Part 3 – Process your image

  1. Edit your image if necessary in your favourite image editing programme, using the following guidelines. Professionals use Adobe Photoshop. Many cameras and scanners come with a perfectly good version of this called Photoshop Elements or a similar programme. You can buy this sort of software for about £60 and older versions are sometimes much cheaper. You can even get free programs, such as Picasa from Google
  2. Important: every time you save a JPEG file it loses some quality, so always keep the original file and make your adjustments on a copy.
  3. First, crop and straighten your image. Many of these programs can correct images that are skewed.
  4. Adjust the light levels and colours – but remember that all computer monitors are slightly different and that what you see on screen may look different on other screens.
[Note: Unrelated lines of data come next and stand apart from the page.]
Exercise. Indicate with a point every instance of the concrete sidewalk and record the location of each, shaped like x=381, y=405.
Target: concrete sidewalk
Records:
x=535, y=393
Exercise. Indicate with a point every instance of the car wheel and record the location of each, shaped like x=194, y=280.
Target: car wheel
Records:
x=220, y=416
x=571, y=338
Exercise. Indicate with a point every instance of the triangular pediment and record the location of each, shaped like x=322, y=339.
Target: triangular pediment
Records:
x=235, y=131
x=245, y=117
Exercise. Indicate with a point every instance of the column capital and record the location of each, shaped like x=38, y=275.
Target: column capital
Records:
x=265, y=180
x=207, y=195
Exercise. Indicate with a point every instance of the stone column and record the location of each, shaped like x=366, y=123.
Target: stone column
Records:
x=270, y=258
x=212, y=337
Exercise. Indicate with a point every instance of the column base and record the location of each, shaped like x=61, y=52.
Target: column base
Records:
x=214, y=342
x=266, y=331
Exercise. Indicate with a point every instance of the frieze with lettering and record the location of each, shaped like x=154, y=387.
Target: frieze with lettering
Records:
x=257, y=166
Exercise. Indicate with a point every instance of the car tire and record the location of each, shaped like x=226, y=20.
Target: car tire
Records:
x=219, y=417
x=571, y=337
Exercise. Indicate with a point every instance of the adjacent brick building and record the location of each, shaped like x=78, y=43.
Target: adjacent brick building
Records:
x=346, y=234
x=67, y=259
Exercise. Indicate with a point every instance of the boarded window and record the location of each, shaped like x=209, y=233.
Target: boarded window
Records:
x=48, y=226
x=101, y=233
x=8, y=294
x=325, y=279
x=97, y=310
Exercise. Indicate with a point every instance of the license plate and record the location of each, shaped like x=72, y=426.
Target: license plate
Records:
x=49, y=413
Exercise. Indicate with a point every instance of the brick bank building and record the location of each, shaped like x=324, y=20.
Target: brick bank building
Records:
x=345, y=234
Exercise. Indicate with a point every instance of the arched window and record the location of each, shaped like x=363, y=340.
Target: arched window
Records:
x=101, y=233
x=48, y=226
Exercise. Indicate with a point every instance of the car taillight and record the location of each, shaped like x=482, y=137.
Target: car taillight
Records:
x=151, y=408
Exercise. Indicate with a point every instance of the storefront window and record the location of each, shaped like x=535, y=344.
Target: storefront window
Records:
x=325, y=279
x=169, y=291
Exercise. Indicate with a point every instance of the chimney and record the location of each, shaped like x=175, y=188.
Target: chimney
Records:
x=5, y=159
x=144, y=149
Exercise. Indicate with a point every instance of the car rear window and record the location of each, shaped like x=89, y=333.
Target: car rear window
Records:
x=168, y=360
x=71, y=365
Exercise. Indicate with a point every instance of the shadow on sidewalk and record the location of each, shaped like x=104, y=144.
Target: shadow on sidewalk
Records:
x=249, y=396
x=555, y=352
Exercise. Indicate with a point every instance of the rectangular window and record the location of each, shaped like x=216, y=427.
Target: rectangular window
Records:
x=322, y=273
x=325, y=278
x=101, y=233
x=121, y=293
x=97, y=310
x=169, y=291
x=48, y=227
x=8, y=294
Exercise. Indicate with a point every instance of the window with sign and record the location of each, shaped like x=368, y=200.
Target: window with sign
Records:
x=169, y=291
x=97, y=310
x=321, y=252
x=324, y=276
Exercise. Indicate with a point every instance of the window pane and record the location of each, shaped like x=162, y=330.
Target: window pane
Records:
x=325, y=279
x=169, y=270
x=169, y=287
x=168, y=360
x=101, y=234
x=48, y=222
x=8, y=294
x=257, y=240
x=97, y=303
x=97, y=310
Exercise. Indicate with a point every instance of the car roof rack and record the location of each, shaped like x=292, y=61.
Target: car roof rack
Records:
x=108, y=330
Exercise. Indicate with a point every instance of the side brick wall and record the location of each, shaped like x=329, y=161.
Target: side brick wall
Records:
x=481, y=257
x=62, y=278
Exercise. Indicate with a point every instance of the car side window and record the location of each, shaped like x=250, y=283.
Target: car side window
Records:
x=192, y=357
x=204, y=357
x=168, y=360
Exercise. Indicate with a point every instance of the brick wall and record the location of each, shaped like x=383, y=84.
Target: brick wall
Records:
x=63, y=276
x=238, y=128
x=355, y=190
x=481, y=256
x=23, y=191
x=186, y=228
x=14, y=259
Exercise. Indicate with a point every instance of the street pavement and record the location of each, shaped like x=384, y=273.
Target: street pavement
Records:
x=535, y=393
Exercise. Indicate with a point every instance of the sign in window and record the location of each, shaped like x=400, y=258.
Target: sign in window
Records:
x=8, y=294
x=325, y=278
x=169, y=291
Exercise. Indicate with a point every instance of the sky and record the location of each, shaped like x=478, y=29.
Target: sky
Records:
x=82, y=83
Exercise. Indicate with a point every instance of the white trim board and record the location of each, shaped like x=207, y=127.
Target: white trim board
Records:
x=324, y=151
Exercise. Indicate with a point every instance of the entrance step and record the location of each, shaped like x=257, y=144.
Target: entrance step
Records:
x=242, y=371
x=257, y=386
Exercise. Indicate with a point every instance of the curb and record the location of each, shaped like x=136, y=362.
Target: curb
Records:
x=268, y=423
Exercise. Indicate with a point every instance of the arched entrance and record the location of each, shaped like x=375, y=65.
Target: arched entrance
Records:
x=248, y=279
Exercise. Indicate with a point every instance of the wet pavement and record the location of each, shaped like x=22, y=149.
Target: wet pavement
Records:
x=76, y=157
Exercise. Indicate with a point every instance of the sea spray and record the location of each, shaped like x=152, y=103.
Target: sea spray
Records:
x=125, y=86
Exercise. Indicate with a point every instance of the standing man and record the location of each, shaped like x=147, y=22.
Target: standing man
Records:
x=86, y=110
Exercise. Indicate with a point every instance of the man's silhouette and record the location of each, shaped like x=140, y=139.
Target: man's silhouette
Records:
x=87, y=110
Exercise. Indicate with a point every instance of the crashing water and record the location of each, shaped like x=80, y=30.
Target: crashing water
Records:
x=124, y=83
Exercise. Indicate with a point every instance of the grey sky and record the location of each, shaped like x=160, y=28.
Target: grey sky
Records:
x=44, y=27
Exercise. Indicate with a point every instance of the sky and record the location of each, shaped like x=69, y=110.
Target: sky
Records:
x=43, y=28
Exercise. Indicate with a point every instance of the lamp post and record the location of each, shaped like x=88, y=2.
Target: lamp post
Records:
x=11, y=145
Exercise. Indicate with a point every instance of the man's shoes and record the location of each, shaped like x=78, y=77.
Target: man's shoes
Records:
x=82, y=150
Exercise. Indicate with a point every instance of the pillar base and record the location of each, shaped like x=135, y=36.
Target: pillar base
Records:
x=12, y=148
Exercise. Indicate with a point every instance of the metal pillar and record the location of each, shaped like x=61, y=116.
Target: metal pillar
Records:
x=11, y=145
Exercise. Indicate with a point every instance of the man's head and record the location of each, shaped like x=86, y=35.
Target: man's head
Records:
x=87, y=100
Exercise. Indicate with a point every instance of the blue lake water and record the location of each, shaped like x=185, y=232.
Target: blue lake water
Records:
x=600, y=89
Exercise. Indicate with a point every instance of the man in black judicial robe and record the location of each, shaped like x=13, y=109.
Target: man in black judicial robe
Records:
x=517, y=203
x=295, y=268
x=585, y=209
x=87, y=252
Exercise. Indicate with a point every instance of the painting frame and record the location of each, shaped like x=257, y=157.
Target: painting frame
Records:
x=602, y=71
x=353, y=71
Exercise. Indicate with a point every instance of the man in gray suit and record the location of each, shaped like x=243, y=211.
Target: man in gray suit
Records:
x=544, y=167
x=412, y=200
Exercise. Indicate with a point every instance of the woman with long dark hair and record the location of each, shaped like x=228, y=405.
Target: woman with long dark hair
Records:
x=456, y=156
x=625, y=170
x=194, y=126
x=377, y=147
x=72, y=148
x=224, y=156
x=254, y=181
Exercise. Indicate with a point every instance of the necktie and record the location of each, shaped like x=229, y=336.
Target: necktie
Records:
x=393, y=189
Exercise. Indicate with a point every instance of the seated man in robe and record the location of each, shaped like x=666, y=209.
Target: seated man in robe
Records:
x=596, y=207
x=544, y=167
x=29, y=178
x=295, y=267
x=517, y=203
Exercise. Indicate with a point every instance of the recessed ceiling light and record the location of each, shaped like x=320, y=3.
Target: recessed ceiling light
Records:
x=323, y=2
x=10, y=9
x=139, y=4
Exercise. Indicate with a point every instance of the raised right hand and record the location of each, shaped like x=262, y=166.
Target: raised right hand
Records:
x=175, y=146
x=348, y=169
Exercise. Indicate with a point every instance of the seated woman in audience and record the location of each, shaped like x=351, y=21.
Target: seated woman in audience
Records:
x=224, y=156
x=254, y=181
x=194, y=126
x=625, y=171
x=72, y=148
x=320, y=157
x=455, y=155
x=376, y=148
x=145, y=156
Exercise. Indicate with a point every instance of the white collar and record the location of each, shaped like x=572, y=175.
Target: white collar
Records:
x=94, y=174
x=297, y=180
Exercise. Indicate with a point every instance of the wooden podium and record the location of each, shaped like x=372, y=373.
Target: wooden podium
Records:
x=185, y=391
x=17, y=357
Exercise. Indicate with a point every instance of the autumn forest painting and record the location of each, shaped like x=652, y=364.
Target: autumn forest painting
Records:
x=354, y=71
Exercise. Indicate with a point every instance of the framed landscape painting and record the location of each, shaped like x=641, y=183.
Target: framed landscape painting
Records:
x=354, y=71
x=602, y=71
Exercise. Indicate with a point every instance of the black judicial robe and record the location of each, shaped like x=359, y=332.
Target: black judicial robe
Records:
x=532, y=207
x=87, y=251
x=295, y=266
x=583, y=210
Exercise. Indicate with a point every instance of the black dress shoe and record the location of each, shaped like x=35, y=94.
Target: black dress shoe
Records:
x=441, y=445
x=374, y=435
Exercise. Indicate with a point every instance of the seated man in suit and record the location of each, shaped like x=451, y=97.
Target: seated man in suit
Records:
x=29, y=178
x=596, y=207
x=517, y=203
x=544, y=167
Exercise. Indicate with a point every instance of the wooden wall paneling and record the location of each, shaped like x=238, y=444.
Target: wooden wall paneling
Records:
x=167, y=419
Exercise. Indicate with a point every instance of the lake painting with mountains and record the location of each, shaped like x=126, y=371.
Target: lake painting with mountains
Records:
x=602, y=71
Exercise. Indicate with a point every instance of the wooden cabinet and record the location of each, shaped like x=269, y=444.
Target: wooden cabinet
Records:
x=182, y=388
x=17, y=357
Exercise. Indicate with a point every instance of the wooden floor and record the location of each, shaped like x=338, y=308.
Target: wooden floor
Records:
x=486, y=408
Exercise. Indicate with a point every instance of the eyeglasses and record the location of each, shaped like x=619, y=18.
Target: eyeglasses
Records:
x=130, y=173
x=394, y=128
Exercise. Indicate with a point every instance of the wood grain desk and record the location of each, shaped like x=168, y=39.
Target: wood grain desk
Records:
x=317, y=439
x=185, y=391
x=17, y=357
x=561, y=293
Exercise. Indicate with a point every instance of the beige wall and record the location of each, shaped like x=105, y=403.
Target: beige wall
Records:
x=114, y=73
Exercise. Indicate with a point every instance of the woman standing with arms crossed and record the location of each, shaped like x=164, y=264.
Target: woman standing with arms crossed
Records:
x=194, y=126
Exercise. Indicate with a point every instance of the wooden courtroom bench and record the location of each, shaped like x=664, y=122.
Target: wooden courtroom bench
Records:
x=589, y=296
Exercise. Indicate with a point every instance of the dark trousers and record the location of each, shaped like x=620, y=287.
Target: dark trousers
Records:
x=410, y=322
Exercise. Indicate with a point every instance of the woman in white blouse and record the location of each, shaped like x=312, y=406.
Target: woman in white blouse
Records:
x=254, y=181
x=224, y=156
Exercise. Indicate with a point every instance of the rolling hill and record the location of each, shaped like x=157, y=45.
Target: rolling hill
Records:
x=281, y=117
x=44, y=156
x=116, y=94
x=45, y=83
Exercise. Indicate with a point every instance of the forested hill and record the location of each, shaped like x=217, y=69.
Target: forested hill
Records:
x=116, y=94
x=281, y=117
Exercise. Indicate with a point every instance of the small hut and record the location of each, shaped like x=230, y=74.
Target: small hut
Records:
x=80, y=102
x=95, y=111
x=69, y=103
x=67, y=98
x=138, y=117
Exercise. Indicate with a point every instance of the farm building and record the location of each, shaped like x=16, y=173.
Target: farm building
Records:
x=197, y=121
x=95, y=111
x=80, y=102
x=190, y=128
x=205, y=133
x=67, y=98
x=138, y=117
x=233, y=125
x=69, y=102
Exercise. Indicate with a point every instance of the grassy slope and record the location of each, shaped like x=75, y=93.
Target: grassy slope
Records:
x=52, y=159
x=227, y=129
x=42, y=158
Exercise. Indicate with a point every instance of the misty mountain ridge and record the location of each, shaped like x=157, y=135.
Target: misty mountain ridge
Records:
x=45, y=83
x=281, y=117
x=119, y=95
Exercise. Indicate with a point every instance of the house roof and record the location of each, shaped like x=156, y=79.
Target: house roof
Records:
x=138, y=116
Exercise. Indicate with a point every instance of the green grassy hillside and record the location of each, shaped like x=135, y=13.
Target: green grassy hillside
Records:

This also applies to cameras and scanners. You can calibrate your own screen and camera at great expense, but people viewing your images are unlikely to have done this.
  5. The gallery will take most picture formats, but JPEG makes the best use of the space you have.
  6. Most colour inkjet printers print at 300 dots per inch (dpi) or more – so a 10 inch square picture has 3000 dots across and 3000 dots down. 9 million dots in total. This would make a huge file. Most standard computer screens are only 1024 pixels / dots across and 768 down. When you allow for the menu etc., there is little benefit from having a picture on-line that is bigger than about 800 by 600 – less than half a million dots in total.
  7. When you save a file in JPEG format you can choose the “quality” of the image. This is expressed either as “low” to “medium” to “high” or as a number from 3 to 15. This affects how much the file is compressed to save space and “low” or “medium” is usually good enough for on-line use.
  8. Reducing the pixels and the JPEG quality makes the image unattractive to print, so it is unlikely that your pictures will be stolen. If this still worries you, add a watermark using your image software at this stage, or using the gallery itself later. The society's website is not at present intended as a direct sales facility, just as a showcase for your work.
  9. Pictures of this size take up 40 – 400 Kb as a rough guide. You have an allowance of 2Mb, that is 2000Kb, of space so you should have room for about 8 pictures.